La Bretagne, ça vous gagne !… mais pas toujours.
Voici un arrêt qui a fait couler beaucoup d’encre dans le monde du droit du travail.
Un employeur situé en région parisienne a reproché à un salarié d’avoir déménagé en Bretagne, sans l’en informer. Il considérait que ce nouveau domicile n’était pas compatible avec son obligation de sécurité et les déplacements professionnels induits par l’activité du salarié. Il lui a donc demandé de régulariser sa situation avant le 30 mai 2019.
Le 9 mai 2019, le salarié a saisi le conseil des prud’hommes afin d’obtenir la résiliation judiciaire du contrat de travail.
Suite à cela et après une convocation à un entretien préalable en vue d’un licenciement, l’employeur lui a notifié son licenciement disciplinaire pour cause réelle et sérieuse, en raison de la fixation de son domicile « en un lieu trop éloigné de ses lieux d’activité professionnelle » et en violation des stipulations de son contrat de travail.
Le conseil de prud’hommes donne raison à l’employeur.
Les juges de la cour d’appel vont dans le même sens.
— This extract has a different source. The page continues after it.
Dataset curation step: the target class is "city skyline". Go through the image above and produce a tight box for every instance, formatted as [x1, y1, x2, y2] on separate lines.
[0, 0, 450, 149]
Selon eux, le déménagement à 442 kilomètres du lieu de travail a, à l’évidence, allongé son temps de trajet, pour se rendre au siège social de l’entreprise, puisqu’il était contraint d’assumer 4h30 de trajet par la route, ou 3h30 de train. Il importait peu selon ses derniers que l’activité du salarié soit exercée principalement à l’étranger, dès lors que le déménagement l’a également éloigné singulièrement des aéroports de Roissy ou d’Orly (a minima 3h30 en train).
Ainsi, selon la cour, cette distance excessive ne pouvait être acceptée par l’employeur compte tenu de son obligation de sécurité issue de l’article L.4121-1 du code du travail, mais également de celle incombant au salarié au titre de l’article L.4122-1 du même code.
De plus, l’employeur était tenu de veiller au repos quotidien de son salarié et à l’équilibre entre sa vie familiale et sa vie professionnelle dans le cadre de la convention de forfait en jours à laquelle il était soumis.
La cour considère enfin qu’aucune atteinte disproportionnée au libre choix du domicile personnel et familial au titre du droit au respect du domicile, protégé par l’article 8 de la convention européenne de sauvegarde des droits de l’homme, n’apparaît caractérisée compte tenu de l’obligation essentielle de préservation de la santé et de la sécurité du salarié.
La faute reprochée au salarié était par conséquent établie et elle constituait bien une cause réelle et sérieuse de licenciement.
L’obligation de préservation de la santé du salarié peut donc, d’après la cour d’appel, prévaloir sur la liberté de choix du domicile.
Cette décision, très défavorable au salarié, a de quoi surprendre, car elle remet en cause le droit légitime du salarié à déménager. À noter que la Cour de cassation n’admet que très rarement les atteintes de l’employeur au libre choix du domicile du salarié.
Par ailleurs, on relève que la cour d’appel étend l’application de l’obligation de sécurité réciproque de l’employeur et du salarié au-delà de la sphère professionnelle.
C’est à se demander s’il ne s’agit pas là d’un arrêt d’espèce, et non d’une position de principe.
Il serait intéressant de connaître la position de la Cour de cassation sur le sujet. Dans cette attente, la prudence est de mise.